To give him credit, Ii Naosuke really was the smartest guy
in the room. But the brutal Ansei purge he initiated to remove or sideline
anybody opposed to his policies seriously destabilized the shogunate and in the
end got himself assassinated (not by outsiders; one of the targets of the purge
was Tokugawa Nariaki, governor of Mito, and his retainers were not happy with
how he was treated).
In the Twelve Kingdoms, however, the emperor and the kirin are literally appointed by Heaven. The dilemma facing Asen and Chou'un is that if you get rid of the emperor or kirin, unlike Ii Naosuke, you have no control over who will show up next. Youko is an outsider, while Keiki is the insider. Gyousou is the insider, while Taiki started on the inside and ended up the quintessential outsider.
At the beginning of A Thousand Leagues of Wind, the bureaucrats take the Ii Naosuke approach and try to turn Youko into a puppet. By the end, she's pulled off the equivalent of her own palace coup and cleaned house.
Thus periods of regime change become particularly precarious for the civil service, as you can end up with rulers who have no loyalty to "established precedent." This will inevitably result in political infighting as all the permanent undersecretaries vie to maintain their permanence. The exchanges between Ansaku and Chou'un in chapters 7 and 33 (book 3) of Hills of Silver Ruins remind me of Yes, Minister.
Kate: An interesting point made in Hills of Silver Ruins and elsewhere, including the short stories, is that the worst thing a new emperor—or usurping emperor—can do is to get rid of the current bureaucracy. Certain programs still have to run. The people who know how to do stuff still have to work. Even Asen, for all his faults, doesn’t wipe out all the bureaucrats though he does leave them to their own dog-eat-dog devices and "youma that feed on human souls." And he does allow the infrastructures for his citizens to fall apart, leaving a vacuum that the gangs try to fill.
The emperor in "Dreaming of Paradise" attempts to literally wipe out the bureaucrats, and his Kirin suffers as a result. In the short story "Weather Vane," the geeks keep doing their geeky jobs because, quite literally, someone has to do them.
A historical tie-in here? How did MacArthur handle the “old guard” in Japanese government?
Eugene: In the early days of the Occupation, almost three-quarters of a million individuals were flagged as candidates for exclusion from government service because of their participation in the war effort. In the end, only two hundred thousand actually were. By the end of the Occupation, most of them had been "de-purged." After the Occupation, remaining charges against the rest were vacated.

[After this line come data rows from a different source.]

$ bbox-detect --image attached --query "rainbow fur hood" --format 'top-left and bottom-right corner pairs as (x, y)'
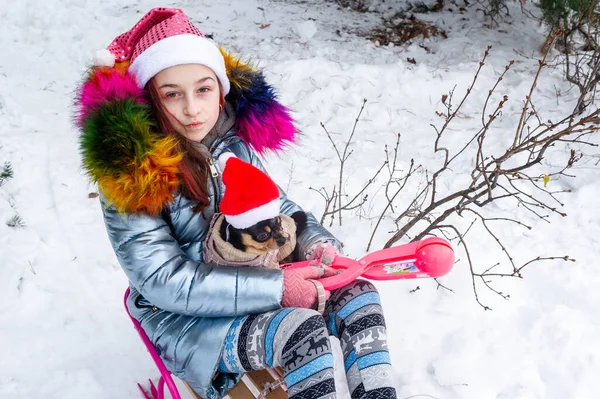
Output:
(75, 50), (297, 215)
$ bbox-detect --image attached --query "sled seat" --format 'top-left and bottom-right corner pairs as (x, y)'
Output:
(124, 288), (288, 398)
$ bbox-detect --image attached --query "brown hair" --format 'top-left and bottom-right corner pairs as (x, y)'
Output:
(145, 79), (212, 214)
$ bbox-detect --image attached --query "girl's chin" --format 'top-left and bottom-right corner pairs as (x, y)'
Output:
(182, 128), (209, 142)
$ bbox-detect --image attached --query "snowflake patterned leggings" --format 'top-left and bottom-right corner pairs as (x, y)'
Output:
(218, 280), (397, 399)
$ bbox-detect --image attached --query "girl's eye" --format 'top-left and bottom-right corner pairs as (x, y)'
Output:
(165, 92), (179, 98)
(197, 87), (210, 93)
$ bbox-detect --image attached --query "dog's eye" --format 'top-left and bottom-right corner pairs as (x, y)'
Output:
(255, 232), (270, 242)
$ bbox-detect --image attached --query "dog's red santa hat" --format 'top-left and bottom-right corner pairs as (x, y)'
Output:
(218, 153), (280, 229)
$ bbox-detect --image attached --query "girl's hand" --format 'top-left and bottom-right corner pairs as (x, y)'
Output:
(309, 242), (339, 266)
(282, 266), (331, 310)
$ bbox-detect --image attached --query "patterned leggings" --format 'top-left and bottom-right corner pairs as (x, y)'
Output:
(218, 280), (397, 399)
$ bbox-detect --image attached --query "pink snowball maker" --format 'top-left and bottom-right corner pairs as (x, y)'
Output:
(283, 237), (455, 290)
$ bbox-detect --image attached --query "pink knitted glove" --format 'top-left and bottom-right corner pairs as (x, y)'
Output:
(282, 266), (332, 309)
(309, 242), (339, 266)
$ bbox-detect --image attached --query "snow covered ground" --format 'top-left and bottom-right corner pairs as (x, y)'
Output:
(1, 0), (599, 398)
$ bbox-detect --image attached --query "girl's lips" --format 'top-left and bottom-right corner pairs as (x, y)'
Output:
(187, 122), (203, 128)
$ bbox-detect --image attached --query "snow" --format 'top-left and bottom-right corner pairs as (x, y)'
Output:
(294, 20), (318, 41)
(1, 0), (599, 398)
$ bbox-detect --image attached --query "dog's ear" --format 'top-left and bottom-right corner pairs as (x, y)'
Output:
(219, 218), (229, 241)
(288, 211), (308, 262)
(290, 211), (307, 235)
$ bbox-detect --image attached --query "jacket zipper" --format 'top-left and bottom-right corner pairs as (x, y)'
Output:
(208, 157), (220, 212)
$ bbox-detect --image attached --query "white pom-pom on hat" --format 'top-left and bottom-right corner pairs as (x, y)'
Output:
(93, 49), (116, 67)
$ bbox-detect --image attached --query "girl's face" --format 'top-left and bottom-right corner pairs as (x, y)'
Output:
(154, 64), (221, 142)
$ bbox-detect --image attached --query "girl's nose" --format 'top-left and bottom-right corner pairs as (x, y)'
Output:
(184, 98), (199, 116)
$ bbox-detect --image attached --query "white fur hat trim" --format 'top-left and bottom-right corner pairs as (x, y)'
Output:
(225, 198), (280, 229)
(129, 34), (230, 93)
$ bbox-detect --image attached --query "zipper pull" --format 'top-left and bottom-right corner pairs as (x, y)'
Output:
(208, 157), (219, 178)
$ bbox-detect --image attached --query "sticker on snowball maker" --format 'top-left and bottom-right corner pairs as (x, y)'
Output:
(383, 262), (419, 274)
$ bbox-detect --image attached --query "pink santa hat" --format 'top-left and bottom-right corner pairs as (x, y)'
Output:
(94, 7), (230, 94)
(218, 153), (280, 229)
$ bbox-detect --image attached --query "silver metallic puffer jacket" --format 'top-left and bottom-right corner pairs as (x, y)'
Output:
(101, 131), (340, 398)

SCAP ended up functioning as a thin governing layer on top of an existing political infrastructure. I like to think of MacArthur as Japan's last shogun. And like Japan's shoguns of old, despite possessing the powers of a dictator, everything he did had to be literally translated through layers and layers of bureaucracy that had remained almost entirely intact.
The "Reverse Course" that commenced in 1947 shifted Occupation policies back toward a more conservative economic and political footing. The "Red Purge" took precedence, and in 1949, the "Dodge Line" (named for banker Joseph Dodge) saw the implementation of a series of draconian fiscal and monetary policies to bring inflation under control.Shigeru Yoshida served as prime minister from 1946 to 1947 and from 1948 to 1954. He was deemed acceptable because he'd been opposed to the war. But in British terms, he was a Tory down to his bones. So whatever the New Deal reformers in the early Occupation set out to do (they did succeed in pushing through the new constitution), Yoshida's vision would ultimately prevail.
The stuff the old guard were against, they eventually co-opted. They were against the constitution until it became popular, and then they were all for it and always had been. MacArthur was equally popular, so it made sense to ride his coattails right until the end.